The city continued demolition today on the Riviera Hotel, an abandoned bar and rooming house at the corner of 6th and Kelker that rapidly deteriorated after a 2010 fire and recent series of collapses.
Dave Patton, codes administrator for the city, said the demolition work was bid out to Swatara Township-based Arney Brothers, Inc., for $24,549.
Demolition began on Monday and will probably take a couple of weeks, he said.
Patton also said the owners of the Riviera, Marion and Diana Nicklow of Hershey, have agreed in court to a plan to pay back the city for demolition costs.
The demolition concludes a troubled run for the Riviera, a three-story yellow brick building with faded, blue-gray paint on the window trim and the first-floor façade.
County property records show that the Nicklows purchased the building in March 1999 for $80,000.
They filed for bankruptcy protection in 2009, after defaulting on a business line of credit for the Riviera and a mortgage on a separate property, according to court records.
In June 2005, the Patriot-News reported that a man and a woman were found dead in a room there after another resident noticed a foul odor. Charles Kellar, then the city’s police chief, told the paper it appeared the woman had died weeks before the man.

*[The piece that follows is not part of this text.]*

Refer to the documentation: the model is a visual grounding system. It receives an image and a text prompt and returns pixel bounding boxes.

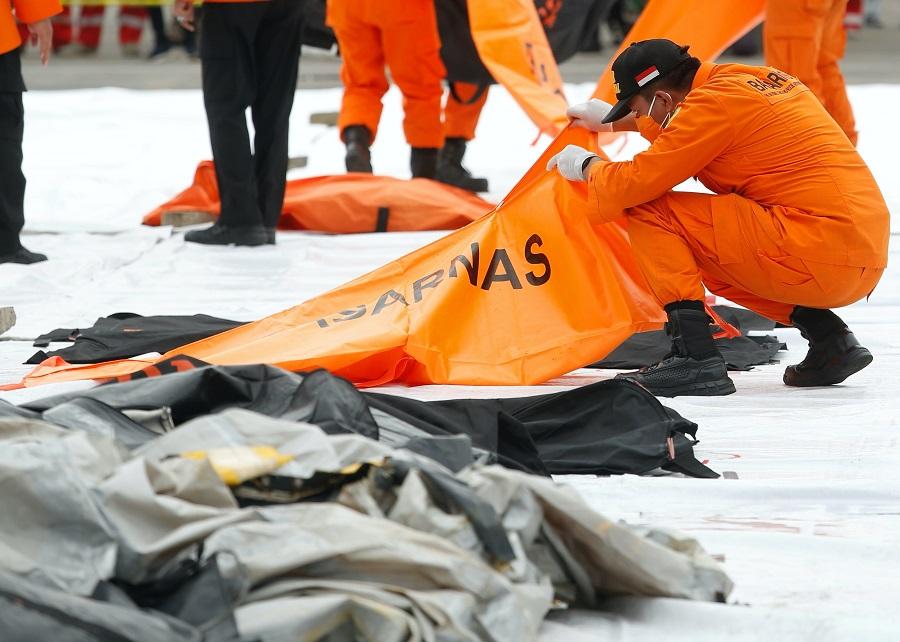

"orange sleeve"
[588,90,734,221]
[13,0,62,24]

More recently, Patton recalled discovering a homeless man living on the second floor, who appeared to have gained access via a fire escape. The building was condemned in May 2010 after a fire, Patton said.

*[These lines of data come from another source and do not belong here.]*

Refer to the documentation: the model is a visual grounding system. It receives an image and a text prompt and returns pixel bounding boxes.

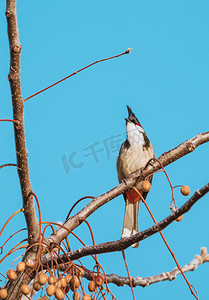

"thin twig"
[133,188,199,300]
[23,48,132,102]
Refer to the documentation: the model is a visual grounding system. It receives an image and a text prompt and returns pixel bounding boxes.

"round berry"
[55,288,63,300]
[46,284,56,297]
[7,269,17,281]
[181,185,191,196]
[141,180,151,193]
[37,273,47,285]
[95,275,104,286]
[16,261,25,272]
[88,280,96,292]
[0,289,7,299]
[176,215,183,222]
[20,284,30,295]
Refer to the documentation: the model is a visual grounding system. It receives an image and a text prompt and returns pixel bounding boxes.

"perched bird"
[117,106,155,248]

A Google Earth satellite photo, dated Sept. 6, 2013, shows a gaping hole in the roof of the building, the sole standing structure on its side of the 1700-block of N. 6th Street. Most of the surrounding blocks, once home to rows of attached buildings, are also largely barren, emptied of their Victorian-era structures.

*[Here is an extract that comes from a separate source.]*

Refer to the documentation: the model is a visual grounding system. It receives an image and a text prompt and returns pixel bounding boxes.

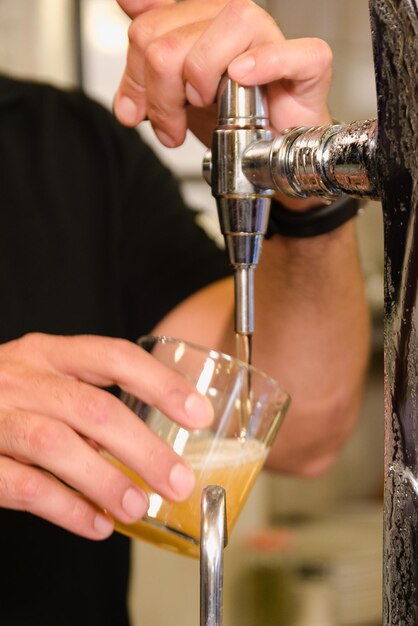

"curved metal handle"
[200,485,228,626]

Patton, who said he sought bids for demolition when the north wall began to appear increasingly unsound, recalled witnessing the damage last summer after a further collapse of the roof into the basement.
“It looked like a meteor just came down through the roof,” he said.
The Nicklows have pled guilty to three property code citations so far, Patton said.
“It’s been a long journey with this structure and owner,” he later added, “but fortunately we are nearing the end.”